Investing With Regret

Regret wrecks people’s finances like no other emotion. Nothing feels worse than missing out on a rally, except buying what turns out to be a top.

Retail investors were burned badly in 2000 and 2008. “Buy and hold” blew up in their faces. While stock prices lifted in step with the Fed’s balance sheet post-crash, the traumatized little guys sat out the stock market rise until the last year.

But now small investors are piling in again, and they’re investing like it’s 1999. “I could see it going up maybe 50% at a minimum, just being conservative,” a 35-year old computer programmer told the Wall Street Journal, talking about the stock price of a small biotech company he was pouring his 401(k) money into.

More money flowed into mutual funds and exchange-traded funds last year than ever before. Even more than in 2000, the tech bubble year. 2013 was the first year investors took money out of fixed-income funds after three straight years of dumping it into them.

The stock market is one giant roller coaster of regret for retail investors.
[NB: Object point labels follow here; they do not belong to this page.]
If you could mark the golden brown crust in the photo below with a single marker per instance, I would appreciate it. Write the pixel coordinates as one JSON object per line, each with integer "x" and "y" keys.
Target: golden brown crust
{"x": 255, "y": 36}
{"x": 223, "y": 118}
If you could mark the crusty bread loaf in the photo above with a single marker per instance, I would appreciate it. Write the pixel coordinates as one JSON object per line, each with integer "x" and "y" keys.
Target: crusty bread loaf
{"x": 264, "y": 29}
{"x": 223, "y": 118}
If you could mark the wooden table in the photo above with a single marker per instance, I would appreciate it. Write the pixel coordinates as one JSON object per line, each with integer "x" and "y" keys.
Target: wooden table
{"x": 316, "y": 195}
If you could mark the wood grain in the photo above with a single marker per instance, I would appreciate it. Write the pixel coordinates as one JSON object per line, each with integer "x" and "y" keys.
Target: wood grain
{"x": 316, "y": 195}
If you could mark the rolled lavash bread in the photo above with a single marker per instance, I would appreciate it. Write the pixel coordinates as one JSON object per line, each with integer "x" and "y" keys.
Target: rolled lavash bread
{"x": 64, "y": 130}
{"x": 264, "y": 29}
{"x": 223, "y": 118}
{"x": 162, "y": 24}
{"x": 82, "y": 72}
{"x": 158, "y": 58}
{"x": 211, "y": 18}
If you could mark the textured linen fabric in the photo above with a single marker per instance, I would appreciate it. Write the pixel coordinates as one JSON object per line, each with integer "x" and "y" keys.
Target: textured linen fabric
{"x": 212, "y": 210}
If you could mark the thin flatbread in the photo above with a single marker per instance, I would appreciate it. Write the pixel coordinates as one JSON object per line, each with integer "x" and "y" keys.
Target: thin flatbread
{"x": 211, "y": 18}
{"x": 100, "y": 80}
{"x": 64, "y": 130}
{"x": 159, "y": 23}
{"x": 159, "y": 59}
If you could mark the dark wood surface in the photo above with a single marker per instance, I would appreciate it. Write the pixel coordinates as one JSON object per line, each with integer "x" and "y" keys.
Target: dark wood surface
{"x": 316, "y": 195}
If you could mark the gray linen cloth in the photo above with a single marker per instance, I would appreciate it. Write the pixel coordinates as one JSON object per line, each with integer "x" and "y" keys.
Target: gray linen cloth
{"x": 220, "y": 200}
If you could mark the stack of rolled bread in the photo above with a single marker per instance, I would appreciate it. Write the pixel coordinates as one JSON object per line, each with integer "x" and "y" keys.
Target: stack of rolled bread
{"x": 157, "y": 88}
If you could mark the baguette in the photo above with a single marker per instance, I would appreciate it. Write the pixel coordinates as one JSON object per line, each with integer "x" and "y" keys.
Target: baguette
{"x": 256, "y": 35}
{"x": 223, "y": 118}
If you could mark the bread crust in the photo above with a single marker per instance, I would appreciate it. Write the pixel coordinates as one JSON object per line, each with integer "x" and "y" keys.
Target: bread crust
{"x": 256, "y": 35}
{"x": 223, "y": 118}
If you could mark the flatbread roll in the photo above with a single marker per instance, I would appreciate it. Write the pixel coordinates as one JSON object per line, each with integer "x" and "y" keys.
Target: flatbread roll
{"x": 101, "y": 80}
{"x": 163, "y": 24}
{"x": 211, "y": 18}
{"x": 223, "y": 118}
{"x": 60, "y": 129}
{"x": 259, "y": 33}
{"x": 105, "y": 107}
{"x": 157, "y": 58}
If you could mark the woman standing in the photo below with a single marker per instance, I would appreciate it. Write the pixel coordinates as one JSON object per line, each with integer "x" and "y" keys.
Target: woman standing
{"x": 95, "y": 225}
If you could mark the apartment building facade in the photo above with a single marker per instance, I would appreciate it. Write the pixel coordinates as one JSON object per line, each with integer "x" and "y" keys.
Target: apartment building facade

Regret for not getting in… regret for getting in too late… regret for being left holding the bag.

Behavioral economics pioneer and Nobel Prize winner Daniel Kahneman quotes two Dutch psychologists about regret in his bestseller Thinking, Fast and Slow. They noted regret is “accompanied by feelings that one should have known better, by a sinking feeling, by thoughts about the mistake one has made and the opportunities lost, by a tendency to kick oneself and to correct one’s mistake, and by wanting to undo the event and to get a second chance.”

Studies of investor brains during experiments simulating stock market investing show the variable that most drove behavior in the investment game, in all markets, was the “r-word.”

Regret was a big factor when subjects changed their investments and also “showed up as an extremely strong neural signal in a reward-decision-making region of the brain, the ventral putamen, the same site where reward-prediction error signals appear,” writes neuroscientist Dr. Read Montague. Thus, the brain treats counterfactual experience the same as it does real experience.

Regret, in this case, is the difference between the value of what is and the value of what could have been. Dr. Montague offers what he calls a pseudo-equation: “Terry Malloy’s Regret equals (value of being a contender minusvalue of being a bum). Why this is important is something called dopamine, a chemical in the brain that helps humans decide how to take actions that will result in rewards at the right time.”

As investors pile into high-flying stocks, they receive a dopamine kick to their brains similar to the sensation a drug addict receives when getting high, or the response our brains receive during sex.

The sensation occurs in anticipation of the great returns. Getting what we expect doesn’t provide a dopamine rush, only unexpected gains do. The same way an addict needs larger doses, market investors crave more risk.